Bartoszek K, Guidotti E, Iacus SM, Okrój M
Nonlinear Dyn - (-) 1-29 [2020-06-26; online 2020-06-26]
As the COVID-19 outbreak is developing the two most frequently reported statistics seem to be the raw confirmed case and case fatalities counts. Focusing on Italy, one of the hardest hit countries, we look at how these two values could be put in perspective to reflect the dynamics of the virus spread. In particular, we find that merely considering the confirmed case counts would be very misleading. The number of daily tests grows, while the daily fraction of confirmed cases to total tests has a change point. It (depending on region) generally increases with strong fluctuations till (around, depending on region) 15-22 March and then decreases linearly after. Combined with the increasing trend of daily performed tests, the raw confirmed case counts are not representative of the situation and are confounded with the sampling effort. This we observe when regressing on time the logged fraction of positive tests and for comparison the logged raw confirmed count. Hence, calibrating model parameters for this virus's dynamics should not be done based only on confirmed case counts (without rescaling by the number of tests), but take also fatalities and hospitalization count under consideration as variables not prone to be distorted by testing efforts.
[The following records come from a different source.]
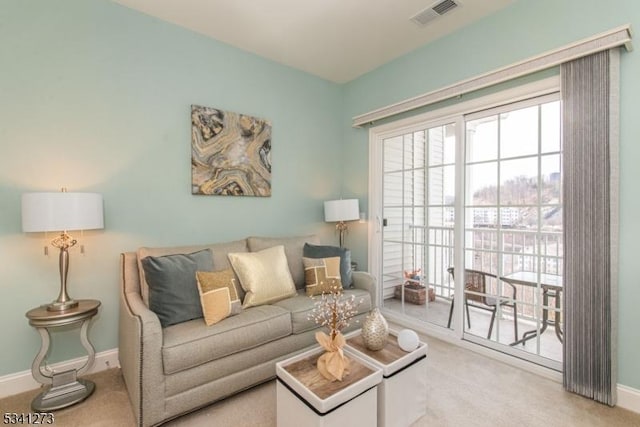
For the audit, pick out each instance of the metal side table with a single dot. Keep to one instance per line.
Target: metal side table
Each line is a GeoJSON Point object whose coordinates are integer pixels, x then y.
{"type": "Point", "coordinates": [64, 388]}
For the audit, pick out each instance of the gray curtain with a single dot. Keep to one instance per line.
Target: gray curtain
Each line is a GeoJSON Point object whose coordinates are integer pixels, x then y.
{"type": "Point", "coordinates": [589, 108]}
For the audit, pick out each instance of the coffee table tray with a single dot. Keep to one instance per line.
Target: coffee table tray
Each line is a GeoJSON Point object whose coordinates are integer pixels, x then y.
{"type": "Point", "coordinates": [300, 375]}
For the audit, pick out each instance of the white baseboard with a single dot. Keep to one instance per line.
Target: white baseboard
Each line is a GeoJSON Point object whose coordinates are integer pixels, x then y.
{"type": "Point", "coordinates": [629, 398]}
{"type": "Point", "coordinates": [23, 381]}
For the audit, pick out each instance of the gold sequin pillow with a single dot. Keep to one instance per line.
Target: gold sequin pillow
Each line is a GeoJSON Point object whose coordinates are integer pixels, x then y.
{"type": "Point", "coordinates": [264, 275]}
{"type": "Point", "coordinates": [218, 295]}
{"type": "Point", "coordinates": [321, 275]}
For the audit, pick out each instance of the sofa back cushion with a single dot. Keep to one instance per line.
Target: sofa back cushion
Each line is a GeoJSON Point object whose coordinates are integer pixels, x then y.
{"type": "Point", "coordinates": [264, 275]}
{"type": "Point", "coordinates": [218, 253]}
{"type": "Point", "coordinates": [292, 248]}
{"type": "Point", "coordinates": [218, 295]}
{"type": "Point", "coordinates": [173, 293]}
{"type": "Point", "coordinates": [323, 251]}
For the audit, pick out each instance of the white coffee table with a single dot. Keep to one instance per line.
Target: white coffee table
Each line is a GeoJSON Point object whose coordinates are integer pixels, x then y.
{"type": "Point", "coordinates": [306, 398]}
{"type": "Point", "coordinates": [402, 395]}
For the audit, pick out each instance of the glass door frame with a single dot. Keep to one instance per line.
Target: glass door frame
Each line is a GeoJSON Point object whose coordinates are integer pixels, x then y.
{"type": "Point", "coordinates": [441, 116]}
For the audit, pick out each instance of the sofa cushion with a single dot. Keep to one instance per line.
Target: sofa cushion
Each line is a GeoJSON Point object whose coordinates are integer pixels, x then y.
{"type": "Point", "coordinates": [264, 275]}
{"type": "Point", "coordinates": [301, 305]}
{"type": "Point", "coordinates": [173, 293]}
{"type": "Point", "coordinates": [292, 249]}
{"type": "Point", "coordinates": [190, 344]}
{"type": "Point", "coordinates": [321, 275]}
{"type": "Point", "coordinates": [218, 252]}
{"type": "Point", "coordinates": [319, 251]}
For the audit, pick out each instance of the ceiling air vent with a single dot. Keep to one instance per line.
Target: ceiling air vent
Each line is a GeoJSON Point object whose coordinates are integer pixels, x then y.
{"type": "Point", "coordinates": [437, 9]}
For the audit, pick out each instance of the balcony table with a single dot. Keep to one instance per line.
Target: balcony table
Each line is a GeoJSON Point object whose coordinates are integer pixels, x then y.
{"type": "Point", "coordinates": [551, 285]}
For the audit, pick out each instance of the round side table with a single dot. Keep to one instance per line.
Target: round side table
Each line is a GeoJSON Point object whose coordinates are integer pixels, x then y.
{"type": "Point", "coordinates": [64, 388]}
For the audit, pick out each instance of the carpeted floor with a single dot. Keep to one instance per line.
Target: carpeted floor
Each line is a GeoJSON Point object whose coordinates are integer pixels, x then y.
{"type": "Point", "coordinates": [464, 389]}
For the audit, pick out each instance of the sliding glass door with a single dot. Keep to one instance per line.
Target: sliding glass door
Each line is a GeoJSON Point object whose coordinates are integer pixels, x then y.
{"type": "Point", "coordinates": [418, 195]}
{"type": "Point", "coordinates": [475, 200]}
{"type": "Point", "coordinates": [513, 225]}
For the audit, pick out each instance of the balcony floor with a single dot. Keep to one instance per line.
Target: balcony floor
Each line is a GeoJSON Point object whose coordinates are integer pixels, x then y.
{"type": "Point", "coordinates": [437, 312]}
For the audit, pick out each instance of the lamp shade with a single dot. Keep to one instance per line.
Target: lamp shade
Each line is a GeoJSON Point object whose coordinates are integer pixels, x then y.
{"type": "Point", "coordinates": [61, 211]}
{"type": "Point", "coordinates": [341, 210]}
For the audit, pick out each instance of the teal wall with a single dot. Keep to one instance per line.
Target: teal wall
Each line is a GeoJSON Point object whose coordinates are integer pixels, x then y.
{"type": "Point", "coordinates": [96, 97]}
{"type": "Point", "coordinates": [524, 29]}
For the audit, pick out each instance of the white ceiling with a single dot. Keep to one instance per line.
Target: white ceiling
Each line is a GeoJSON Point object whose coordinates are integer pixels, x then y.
{"type": "Point", "coordinates": [338, 40]}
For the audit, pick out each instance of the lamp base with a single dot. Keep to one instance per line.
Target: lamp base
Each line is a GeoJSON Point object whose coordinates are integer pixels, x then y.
{"type": "Point", "coordinates": [62, 306]}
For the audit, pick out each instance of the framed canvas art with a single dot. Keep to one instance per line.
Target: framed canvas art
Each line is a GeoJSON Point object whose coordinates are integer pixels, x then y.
{"type": "Point", "coordinates": [230, 153]}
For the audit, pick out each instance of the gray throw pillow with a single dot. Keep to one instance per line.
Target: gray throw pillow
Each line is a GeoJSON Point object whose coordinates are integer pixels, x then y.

Furthermore, reporting statistics on the national level does not say much about the dynamics of the disease, which are taking place at the regional level. These findings are based on the official data of total death counts up to 15 April 2020 released by ISTAT and up to 10 May 2020 for the number of cases. In this work, we do not fit models but we rather investigate whether this task is possible at all. This work also informs about a new tool to collect and harmonize official statistics coming from different sources in the form of a package for the R statistical environment and presents the "COVID-19 Data Hub."